Question

A spherical iron ball $10$ cm in radius is coated with a layer of ice of uniform thickness
than melts at a rate of $50c{m}^3/min$. When the thickness of ice is $5$ cm, then the rate at
which the thickness of ice decreases, is

• A. $\frac{1}{36\pi }cm/min$
• B. $\frac{1}{18\pi }cm/min$
• C. $\frac{1}{54\pi }cm/min$
• D. $\frac{5}{6\pi }cm/min$

Answer 1

The correct option is B $\frac{1}{18\pi }cm/min$

Let inner radius of ice layer = $R_i$ and outer radius = $R_o$.

Therefore thickness = $R_o-R_i$.

During melting, only the outer radius decreases whereas the inner radius is unchanged. So the thickness changes only due to the change in outer radius.

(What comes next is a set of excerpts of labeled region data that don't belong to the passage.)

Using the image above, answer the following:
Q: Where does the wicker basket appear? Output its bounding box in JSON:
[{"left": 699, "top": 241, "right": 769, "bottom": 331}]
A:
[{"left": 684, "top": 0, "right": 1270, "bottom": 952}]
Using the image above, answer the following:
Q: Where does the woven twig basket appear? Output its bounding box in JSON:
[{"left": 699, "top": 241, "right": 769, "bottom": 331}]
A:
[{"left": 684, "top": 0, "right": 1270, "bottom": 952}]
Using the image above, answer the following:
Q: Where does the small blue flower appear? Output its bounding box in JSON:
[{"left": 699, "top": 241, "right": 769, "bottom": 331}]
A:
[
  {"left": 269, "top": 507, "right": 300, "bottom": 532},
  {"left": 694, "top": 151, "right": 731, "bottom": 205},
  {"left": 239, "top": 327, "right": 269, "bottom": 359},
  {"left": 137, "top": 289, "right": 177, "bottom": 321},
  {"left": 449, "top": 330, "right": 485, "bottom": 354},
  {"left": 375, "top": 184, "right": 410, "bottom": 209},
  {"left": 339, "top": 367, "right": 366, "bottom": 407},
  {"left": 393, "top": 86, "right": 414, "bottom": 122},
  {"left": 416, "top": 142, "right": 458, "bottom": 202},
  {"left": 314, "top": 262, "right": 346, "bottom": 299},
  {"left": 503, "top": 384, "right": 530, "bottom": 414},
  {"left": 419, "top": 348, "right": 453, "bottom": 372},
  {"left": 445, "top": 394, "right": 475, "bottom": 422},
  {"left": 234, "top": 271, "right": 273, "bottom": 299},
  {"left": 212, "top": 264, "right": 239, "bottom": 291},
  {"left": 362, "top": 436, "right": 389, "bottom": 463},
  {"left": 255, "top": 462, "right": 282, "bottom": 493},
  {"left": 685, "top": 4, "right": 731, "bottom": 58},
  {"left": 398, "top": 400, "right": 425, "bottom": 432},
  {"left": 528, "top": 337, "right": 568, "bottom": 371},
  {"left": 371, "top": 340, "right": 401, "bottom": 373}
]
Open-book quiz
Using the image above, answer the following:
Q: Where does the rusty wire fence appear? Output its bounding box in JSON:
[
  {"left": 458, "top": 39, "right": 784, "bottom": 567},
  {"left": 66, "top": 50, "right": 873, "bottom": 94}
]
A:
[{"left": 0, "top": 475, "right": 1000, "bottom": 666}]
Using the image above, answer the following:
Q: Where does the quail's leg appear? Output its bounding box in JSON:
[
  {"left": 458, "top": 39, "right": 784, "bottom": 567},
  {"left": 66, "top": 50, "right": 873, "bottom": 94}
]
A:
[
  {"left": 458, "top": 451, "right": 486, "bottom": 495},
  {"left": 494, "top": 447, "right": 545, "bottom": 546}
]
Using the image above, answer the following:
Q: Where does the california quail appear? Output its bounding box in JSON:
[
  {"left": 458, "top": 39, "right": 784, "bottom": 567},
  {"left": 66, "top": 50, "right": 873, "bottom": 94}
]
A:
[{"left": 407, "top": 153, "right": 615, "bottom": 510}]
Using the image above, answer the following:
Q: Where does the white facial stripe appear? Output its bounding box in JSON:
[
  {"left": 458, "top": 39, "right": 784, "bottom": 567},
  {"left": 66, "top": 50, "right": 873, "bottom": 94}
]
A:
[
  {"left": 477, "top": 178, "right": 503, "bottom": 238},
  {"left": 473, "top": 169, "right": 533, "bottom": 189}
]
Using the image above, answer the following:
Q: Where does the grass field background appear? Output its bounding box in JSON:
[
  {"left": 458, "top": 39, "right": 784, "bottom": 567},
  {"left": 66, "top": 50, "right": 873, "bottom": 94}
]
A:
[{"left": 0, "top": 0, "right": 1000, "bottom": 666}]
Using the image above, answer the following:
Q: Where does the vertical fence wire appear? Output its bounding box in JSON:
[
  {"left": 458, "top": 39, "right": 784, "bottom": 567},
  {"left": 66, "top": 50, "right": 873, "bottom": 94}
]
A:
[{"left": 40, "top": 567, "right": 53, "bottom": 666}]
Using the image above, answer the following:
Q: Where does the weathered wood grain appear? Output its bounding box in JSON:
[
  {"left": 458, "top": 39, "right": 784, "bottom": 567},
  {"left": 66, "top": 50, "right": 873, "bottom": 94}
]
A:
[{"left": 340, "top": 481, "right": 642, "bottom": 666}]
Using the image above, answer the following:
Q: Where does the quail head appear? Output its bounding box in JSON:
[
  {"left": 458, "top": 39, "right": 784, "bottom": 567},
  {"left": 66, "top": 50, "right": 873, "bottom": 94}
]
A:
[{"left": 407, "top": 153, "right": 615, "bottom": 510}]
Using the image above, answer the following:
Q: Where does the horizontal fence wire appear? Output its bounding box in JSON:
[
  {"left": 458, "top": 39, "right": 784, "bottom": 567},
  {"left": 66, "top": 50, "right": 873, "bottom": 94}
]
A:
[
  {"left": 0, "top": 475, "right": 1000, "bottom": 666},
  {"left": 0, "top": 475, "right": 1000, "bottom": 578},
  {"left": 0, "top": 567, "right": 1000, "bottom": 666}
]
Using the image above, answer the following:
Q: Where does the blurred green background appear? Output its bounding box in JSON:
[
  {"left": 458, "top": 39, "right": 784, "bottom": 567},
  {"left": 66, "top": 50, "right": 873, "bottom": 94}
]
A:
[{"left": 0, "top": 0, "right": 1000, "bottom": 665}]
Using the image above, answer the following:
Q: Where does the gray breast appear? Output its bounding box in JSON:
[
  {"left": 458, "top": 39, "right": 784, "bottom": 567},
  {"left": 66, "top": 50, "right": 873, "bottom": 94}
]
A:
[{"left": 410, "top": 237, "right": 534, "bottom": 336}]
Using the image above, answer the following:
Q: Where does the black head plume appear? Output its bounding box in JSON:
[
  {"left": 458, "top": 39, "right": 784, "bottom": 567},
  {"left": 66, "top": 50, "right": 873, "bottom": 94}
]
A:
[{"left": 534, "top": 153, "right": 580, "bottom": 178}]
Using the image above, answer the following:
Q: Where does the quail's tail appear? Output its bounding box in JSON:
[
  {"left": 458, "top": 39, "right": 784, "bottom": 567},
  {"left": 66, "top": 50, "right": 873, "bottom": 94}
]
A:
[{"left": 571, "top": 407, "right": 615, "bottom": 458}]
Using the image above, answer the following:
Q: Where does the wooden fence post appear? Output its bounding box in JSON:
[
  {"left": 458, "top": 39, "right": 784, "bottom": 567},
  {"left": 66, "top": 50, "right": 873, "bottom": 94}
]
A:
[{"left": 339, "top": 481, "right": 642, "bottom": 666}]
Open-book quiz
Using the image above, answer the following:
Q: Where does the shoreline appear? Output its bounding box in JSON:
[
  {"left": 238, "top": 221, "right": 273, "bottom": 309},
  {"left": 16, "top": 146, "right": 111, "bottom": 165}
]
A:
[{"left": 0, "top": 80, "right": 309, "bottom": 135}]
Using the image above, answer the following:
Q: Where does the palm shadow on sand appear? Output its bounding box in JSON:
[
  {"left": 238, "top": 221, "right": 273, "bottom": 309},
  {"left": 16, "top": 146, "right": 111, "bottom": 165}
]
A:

$\therefore \frac{d}{dt}(R_o-R_i)=\frac{d{R}_o}{dt}$.

Volume of ice = $V=\frac{4\pi }{3}(R_o^3-R_i^3)\Rightarrow \frac{dV}{dt}=4\pi R_o^2\frac{d{R}_o}{dt}=50㎤/min$

When thickness of layer is $5cm$, $R_o=15cm$.

So, $\frac{d{R}_o}{dt}=\frac{1}{4\pi R_o^2}\frac{dV}{dt}=\frac{50}{900\pi }=\frac{1}{18\pi }cm/min$.

So, rate of decrease of thickness is $\frac{1}{18\pi }cm/min$.